21–23 Jun 2021
Europe/London timezone

Unravelling entanglements?: Rethinking Islamic transnationalism and the limits of state power

23 Jun 2021, 16:00

Description

Part of a global ‘fundamentalist’ Sunni religious movement formed of scholars, preachers, and lay individuals propagated worldwide since the 1980s by Saudi-sanctioned Islamic institutions, Salafi groups are perhaps the most tangible example of how Islam and transnational Islamic actors simultaneously function across discrete geographic and social scales. Scholarship on religious transnationalism typically depicts Salafi actors as disseminating a broadly rigid, universal framework largely detached from the specificities of the national and local contexts (Roy, 2017). This paper, however, radically challenges this account.
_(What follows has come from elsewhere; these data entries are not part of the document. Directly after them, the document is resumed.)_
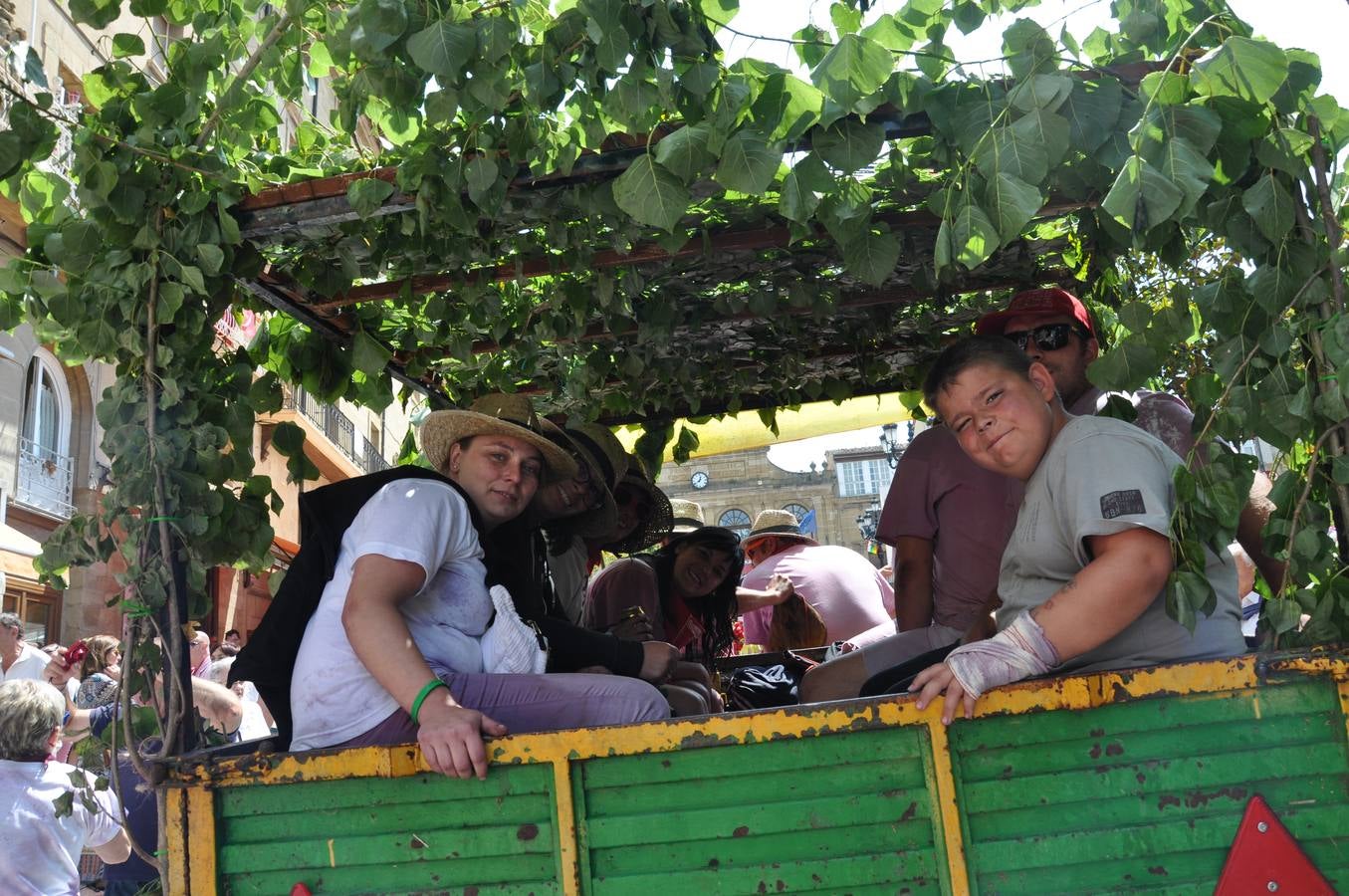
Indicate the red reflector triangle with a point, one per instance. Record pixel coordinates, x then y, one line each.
1265 858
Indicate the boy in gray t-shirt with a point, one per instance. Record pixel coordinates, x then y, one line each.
1083 577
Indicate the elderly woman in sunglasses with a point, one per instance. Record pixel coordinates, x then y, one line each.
564 515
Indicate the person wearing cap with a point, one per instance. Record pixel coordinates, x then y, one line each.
1052 327
686 591
527 554
1083 577
409 595
847 591
688 516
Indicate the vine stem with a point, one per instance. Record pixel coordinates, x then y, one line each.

Instead, it argue that, since early 2020, the role of national and local histories and politics in variously shaping the religiosity and politics of four prominent Salafi networks across North Africa has increased I thus highlights the capacity of these local Salafi grassroots actors to pursue their own agendas and act independently from Saudi transnational religious influence and authority. Via extensive ethnographic work, and also qualitative content analysis of interviews, online sermons, social media statements, and printed and audio-visual Salafi literature, this paper thus shows that the interconnectedness of transnational Salafi actors is now being replaced by a multiplicity of increasingly disconnected and decisively autonomous trends with no unifying organisational and hierarchical ‘centre’.